Dept. of CSE, Indian Institute of Technology Madras, Chennai, INDIA
Independent Consultant, Chennai, INDIA
Abstract—Networking connectivity is increasingly based on wireless network technologies, especially in developing nations where the wired network infrastructure is not accessible to a large segment of the population. Wireless data network technologies based on 2G and 3G are quite common globally; 4G-based deployments are on the rise during the past few years. At the same time, the increasing high-bandwidth and low-latency requirements of mobile applications has propelled the Third Generation Partnership Project (3GPP) standards organization to develop standards for the next generation of mobile networks, based on recent advances in wireless communication technologies. This standard is called the Fifth Generation (5G) wireless network standard. This paper presents a high-level overview of the important architectural components, of the advanced communication technologies, of the advanced networking technologies such as Network Function Virtualization and other important aspects that are part of the 5G network standards. The paper also describes some of the common future generation applications that require low-latency and high-bandwidth communications.
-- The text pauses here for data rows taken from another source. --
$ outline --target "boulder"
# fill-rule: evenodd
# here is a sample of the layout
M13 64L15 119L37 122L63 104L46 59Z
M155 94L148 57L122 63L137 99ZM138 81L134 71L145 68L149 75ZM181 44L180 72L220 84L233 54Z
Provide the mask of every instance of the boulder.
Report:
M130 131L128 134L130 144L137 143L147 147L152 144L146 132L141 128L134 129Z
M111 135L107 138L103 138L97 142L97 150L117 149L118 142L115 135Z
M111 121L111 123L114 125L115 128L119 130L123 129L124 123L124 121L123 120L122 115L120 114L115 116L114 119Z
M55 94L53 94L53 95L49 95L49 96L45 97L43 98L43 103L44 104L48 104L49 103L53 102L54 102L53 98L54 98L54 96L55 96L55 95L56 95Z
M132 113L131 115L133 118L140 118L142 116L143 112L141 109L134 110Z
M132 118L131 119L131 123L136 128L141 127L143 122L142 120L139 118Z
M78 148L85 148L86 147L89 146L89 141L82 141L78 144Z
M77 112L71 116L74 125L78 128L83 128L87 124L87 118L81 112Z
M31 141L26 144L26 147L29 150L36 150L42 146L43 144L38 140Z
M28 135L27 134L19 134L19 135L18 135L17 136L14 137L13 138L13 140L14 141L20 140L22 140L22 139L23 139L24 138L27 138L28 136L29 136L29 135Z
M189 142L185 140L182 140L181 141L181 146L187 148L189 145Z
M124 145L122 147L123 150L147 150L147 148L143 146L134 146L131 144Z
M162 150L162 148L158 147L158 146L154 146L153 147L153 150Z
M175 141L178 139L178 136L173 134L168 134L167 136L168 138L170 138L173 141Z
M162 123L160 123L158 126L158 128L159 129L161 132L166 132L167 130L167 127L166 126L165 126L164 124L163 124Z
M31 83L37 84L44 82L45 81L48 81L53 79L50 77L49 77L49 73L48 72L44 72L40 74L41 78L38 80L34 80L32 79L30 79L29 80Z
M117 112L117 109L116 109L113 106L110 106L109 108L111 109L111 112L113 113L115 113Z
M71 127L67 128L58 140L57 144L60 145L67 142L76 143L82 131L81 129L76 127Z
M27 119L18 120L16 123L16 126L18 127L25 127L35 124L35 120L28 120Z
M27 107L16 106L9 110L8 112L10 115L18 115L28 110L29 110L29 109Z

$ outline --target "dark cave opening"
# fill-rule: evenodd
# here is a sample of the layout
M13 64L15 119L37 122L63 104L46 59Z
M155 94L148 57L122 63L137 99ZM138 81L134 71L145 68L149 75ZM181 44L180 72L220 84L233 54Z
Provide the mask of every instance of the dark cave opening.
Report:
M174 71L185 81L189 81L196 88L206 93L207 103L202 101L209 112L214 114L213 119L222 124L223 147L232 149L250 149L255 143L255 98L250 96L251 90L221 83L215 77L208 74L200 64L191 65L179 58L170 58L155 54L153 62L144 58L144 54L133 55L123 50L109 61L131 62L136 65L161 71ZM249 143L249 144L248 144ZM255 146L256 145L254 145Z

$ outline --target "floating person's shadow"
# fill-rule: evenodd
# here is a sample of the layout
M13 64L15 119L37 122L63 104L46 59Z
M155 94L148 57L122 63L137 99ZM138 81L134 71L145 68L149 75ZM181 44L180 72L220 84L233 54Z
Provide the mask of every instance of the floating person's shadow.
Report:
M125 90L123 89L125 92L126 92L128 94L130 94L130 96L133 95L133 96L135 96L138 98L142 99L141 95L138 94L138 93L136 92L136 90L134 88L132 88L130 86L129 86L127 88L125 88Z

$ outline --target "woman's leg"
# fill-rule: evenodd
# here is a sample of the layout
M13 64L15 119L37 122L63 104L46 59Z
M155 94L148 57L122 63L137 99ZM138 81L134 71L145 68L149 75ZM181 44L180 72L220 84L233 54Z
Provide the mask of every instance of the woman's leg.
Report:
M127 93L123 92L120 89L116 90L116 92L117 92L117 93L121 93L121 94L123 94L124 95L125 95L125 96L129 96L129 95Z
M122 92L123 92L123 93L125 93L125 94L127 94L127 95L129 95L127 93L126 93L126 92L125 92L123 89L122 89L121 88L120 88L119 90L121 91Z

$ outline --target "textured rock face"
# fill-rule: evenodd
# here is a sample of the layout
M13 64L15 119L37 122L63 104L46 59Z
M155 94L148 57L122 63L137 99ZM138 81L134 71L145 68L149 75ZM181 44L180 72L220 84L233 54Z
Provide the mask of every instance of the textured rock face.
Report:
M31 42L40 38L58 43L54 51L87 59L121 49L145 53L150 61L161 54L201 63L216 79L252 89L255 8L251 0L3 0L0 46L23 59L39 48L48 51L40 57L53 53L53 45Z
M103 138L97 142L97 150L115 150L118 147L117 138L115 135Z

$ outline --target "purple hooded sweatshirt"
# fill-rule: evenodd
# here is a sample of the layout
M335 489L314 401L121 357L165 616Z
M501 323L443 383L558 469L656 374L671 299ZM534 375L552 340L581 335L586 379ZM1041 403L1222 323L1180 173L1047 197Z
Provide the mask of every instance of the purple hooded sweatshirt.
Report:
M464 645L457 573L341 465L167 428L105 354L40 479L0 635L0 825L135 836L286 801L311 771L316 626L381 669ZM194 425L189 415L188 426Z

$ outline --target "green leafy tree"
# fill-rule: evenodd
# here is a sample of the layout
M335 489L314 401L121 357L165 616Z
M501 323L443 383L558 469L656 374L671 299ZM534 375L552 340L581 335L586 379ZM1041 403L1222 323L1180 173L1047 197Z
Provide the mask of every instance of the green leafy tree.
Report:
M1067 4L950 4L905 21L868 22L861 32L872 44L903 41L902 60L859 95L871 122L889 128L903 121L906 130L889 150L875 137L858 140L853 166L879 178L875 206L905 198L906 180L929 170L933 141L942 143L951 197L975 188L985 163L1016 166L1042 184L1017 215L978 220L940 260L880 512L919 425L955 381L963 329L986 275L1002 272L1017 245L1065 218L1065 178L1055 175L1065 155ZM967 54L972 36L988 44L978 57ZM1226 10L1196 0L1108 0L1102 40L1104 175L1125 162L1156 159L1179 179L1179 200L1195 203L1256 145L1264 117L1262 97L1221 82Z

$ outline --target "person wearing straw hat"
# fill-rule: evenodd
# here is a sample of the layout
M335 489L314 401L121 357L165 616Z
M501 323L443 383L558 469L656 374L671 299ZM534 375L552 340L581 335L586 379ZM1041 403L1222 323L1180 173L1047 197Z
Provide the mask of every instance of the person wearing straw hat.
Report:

The explosive growth in the number of mobile devices, especially smart-phone and tablet family of devices has been well recognized. The fact that most of the Internet users primarily rely upon wireless network technologies for access is also established. The mobile user traffic is predominantly from video-based applications (such as streaming, etc.). There is also contributions to the high network traffic from gaming, virtual-reality, vehicular communications, and other high-bandwidth applications. In addition, these applications also require low-latency for enhanced user experience.
At the same time, there has been significant interest in deploying billions (and more) of small devices, broadly classified as the “Internet of Things”. These are also expected to generate significant amount of network traffic with applications ranging from Smart Manufacturing and Smart Power Grids to Smart Healthcare and Smart Cities. These include communication models such as Machine-to-Machine (M2M) and Device-to-Device (D2D) Communications. Thus, the demands for supporting high-bandwidth connections with low-latency has been increasing for the past few years. A summary of different user group’s perspectives on future mobile traffic demands is available in .
To address these needs, the 3GPP standards group has been working on developing a new set of standards, collectively referred to as the 5G cellular network standards.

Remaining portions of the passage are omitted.